# After 6 Months, More View Obama's Presidency as a 'Failure' Than Bush's



## Nuke_TRT (Feb 10, 2008)

August 6th, 2009

Posted by Tom Bevan 

A rather surprising finding from the newly released CNN poll. Question three on the national survey of 1,136 adults (which includes an oversample of African-Americans) asks, "Do you consider the first six months of the Obama administration to be a success or a failure?"

Thirty-seven percent (37%) said they believe the Obama administration is a "failure," while 51% consider it a "success" and 11% say it's still "too soon to tell."

An identical question was asked of the Bush administration in an August 2001 CNN/Gallup/USA Today survey. At the time, 56% said the Bush administration was a "success" while only 32% considered it a "failure."
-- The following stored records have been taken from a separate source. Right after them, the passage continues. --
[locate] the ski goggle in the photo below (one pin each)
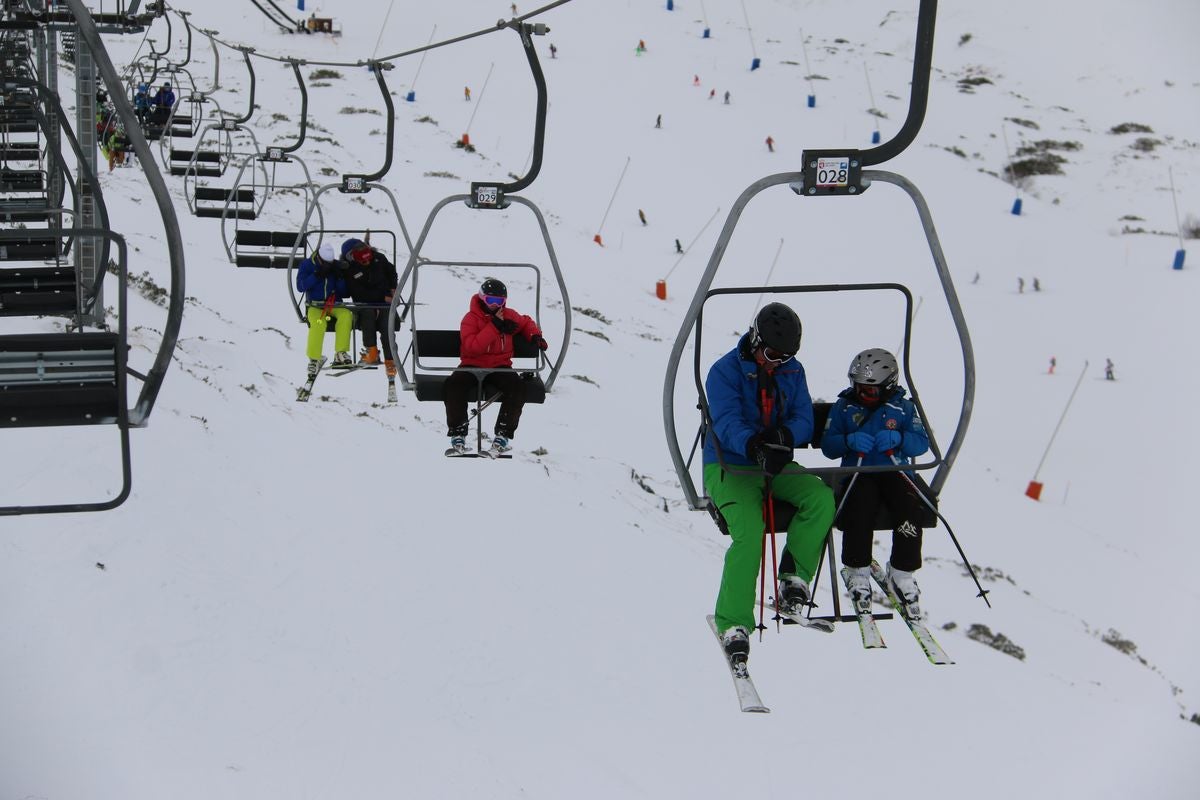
(775, 356)
(868, 391)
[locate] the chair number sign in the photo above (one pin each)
(833, 173)
(486, 196)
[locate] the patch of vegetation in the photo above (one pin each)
(1131, 127)
(1114, 639)
(640, 480)
(969, 83)
(1036, 158)
(144, 286)
(593, 313)
(1044, 164)
(983, 635)
(1042, 145)
(1191, 227)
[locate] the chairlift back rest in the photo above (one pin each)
(49, 379)
(30, 248)
(445, 344)
(22, 180)
(222, 194)
(277, 239)
(37, 290)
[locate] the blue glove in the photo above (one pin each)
(886, 440)
(861, 441)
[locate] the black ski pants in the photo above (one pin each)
(857, 521)
(373, 324)
(461, 384)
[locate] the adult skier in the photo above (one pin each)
(760, 407)
(486, 336)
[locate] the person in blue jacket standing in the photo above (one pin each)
(322, 277)
(874, 423)
(760, 409)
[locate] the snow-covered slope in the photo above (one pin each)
(311, 601)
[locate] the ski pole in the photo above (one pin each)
(983, 593)
(771, 530)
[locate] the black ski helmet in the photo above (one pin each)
(495, 288)
(875, 367)
(777, 326)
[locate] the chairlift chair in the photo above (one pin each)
(354, 185)
(431, 349)
(833, 173)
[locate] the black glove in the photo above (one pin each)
(504, 325)
(772, 450)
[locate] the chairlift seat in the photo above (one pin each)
(22, 180)
(31, 247)
(785, 511)
(35, 209)
(281, 241)
(37, 290)
(445, 344)
(51, 379)
(19, 151)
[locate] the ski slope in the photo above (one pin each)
(309, 601)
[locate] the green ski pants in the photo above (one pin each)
(739, 497)
(317, 324)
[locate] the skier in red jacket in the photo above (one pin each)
(486, 336)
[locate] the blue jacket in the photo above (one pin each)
(316, 288)
(895, 413)
(733, 403)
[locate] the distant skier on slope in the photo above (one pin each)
(761, 409)
(871, 422)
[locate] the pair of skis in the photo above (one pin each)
(305, 391)
(748, 696)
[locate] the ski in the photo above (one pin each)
(306, 390)
(354, 367)
(919, 631)
(823, 625)
(748, 696)
(867, 626)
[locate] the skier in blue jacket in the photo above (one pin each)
(873, 423)
(322, 277)
(760, 408)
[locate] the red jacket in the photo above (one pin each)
(483, 344)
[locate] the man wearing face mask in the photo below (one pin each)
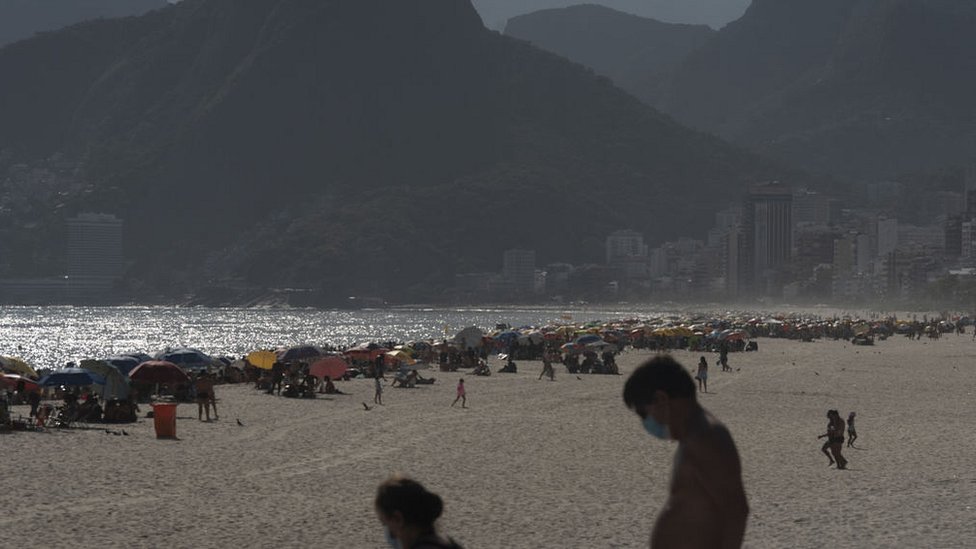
(707, 505)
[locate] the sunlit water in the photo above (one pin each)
(48, 337)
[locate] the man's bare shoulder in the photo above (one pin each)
(711, 443)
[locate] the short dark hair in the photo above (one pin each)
(418, 506)
(661, 373)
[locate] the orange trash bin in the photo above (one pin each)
(164, 419)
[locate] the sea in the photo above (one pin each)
(50, 337)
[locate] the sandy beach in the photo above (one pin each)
(528, 464)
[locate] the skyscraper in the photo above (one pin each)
(94, 256)
(768, 224)
(518, 267)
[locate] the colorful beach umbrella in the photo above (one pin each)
(158, 371)
(71, 377)
(332, 366)
(262, 359)
(17, 366)
(13, 380)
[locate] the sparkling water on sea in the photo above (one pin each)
(49, 337)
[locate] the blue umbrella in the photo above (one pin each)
(587, 339)
(71, 377)
(125, 363)
(186, 358)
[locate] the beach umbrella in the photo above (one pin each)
(71, 377)
(469, 337)
(587, 339)
(402, 356)
(116, 385)
(17, 366)
(332, 366)
(262, 359)
(187, 358)
(300, 352)
(158, 371)
(125, 363)
(12, 380)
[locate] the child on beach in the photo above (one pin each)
(461, 395)
(851, 433)
(378, 395)
(702, 375)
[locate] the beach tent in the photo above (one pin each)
(16, 365)
(187, 358)
(71, 377)
(402, 356)
(116, 385)
(262, 359)
(124, 363)
(13, 380)
(333, 366)
(158, 371)
(469, 337)
(300, 352)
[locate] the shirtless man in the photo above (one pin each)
(204, 387)
(707, 504)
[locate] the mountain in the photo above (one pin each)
(864, 89)
(869, 88)
(635, 52)
(20, 19)
(357, 147)
(715, 13)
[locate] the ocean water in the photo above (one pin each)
(49, 337)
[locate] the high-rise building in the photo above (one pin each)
(518, 267)
(623, 245)
(94, 253)
(768, 224)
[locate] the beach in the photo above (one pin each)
(529, 463)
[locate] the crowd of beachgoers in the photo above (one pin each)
(110, 389)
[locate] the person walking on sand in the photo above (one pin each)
(462, 395)
(851, 433)
(547, 368)
(707, 505)
(835, 440)
(408, 512)
(702, 375)
(204, 388)
(378, 394)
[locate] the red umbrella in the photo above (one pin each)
(332, 366)
(12, 380)
(158, 371)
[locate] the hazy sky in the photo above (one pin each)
(716, 13)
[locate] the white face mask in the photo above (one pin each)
(390, 540)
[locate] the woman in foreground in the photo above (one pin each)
(408, 512)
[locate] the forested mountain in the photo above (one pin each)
(353, 146)
(863, 88)
(635, 52)
(20, 19)
(715, 13)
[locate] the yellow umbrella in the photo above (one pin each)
(17, 366)
(262, 359)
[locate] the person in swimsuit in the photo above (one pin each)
(378, 394)
(851, 433)
(702, 375)
(835, 440)
(408, 513)
(462, 395)
(707, 504)
(204, 387)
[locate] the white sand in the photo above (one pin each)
(529, 464)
*President Obama Job Approval*
RCP Average
Approve
53.6

Disapprove
39.3

Spread +14.3

*Congressional Job Approval*
RCP Average
Approve
30.6

Disapprove
60.8

Spread -30.2

*Direction of Country*
RCP Average
Right Direction
38.6

Wrong Track
54.6

Spread -16.0

*Generic Congressional Vote*
RCP Average
Democrats
43.3

Republicans
42.5

Democrats +0.8

After 6 Months, More View Obama's Presidency as a 'Failure' ThanBush's - Real Clear Politics - TIME.com


----------



## LGriffin (Apr 2, 2009)

Very interesting result for a CNN poll.


----------



## Eagle13 (Jun 12, 2008)

I am not ready to say that yet, but I was also trying to be optimistic about Deval. hahaha


----------



## Boston Irish Lass (Feb 13, 2009)

Eagle13 said:


> I am not ready to say that yet, but I was also trying to be optimistic about Deval. hahaha


I gave up on Deval when I read an article about a speech he gave that included the words "I'm one of you", and let's just say that he wasn't implying he was relating to the Irish.


----------



## 7costanza (Aug 29, 2006)

I feel very little joy in repeating " I told you so" ...everyday....the price is simply not worth it.


----------



## Guest (Aug 6, 2009)

60% of voters disapprove of the job performance of Congress, but 43% would vote for the filibuster-proof majority Democrats again.

And people wonder why this country is so fucked up right now?


----------



## frapmpd24 (Sep 3, 2004)

> "Do you consider the first six months of the Obama administration to be a success or a failure?"


I figured that out back in November when I voted for McCain! It has taken the sheeple this long to (start to) realize this is going to be a bad experiment, the likes we have never seen before.


----------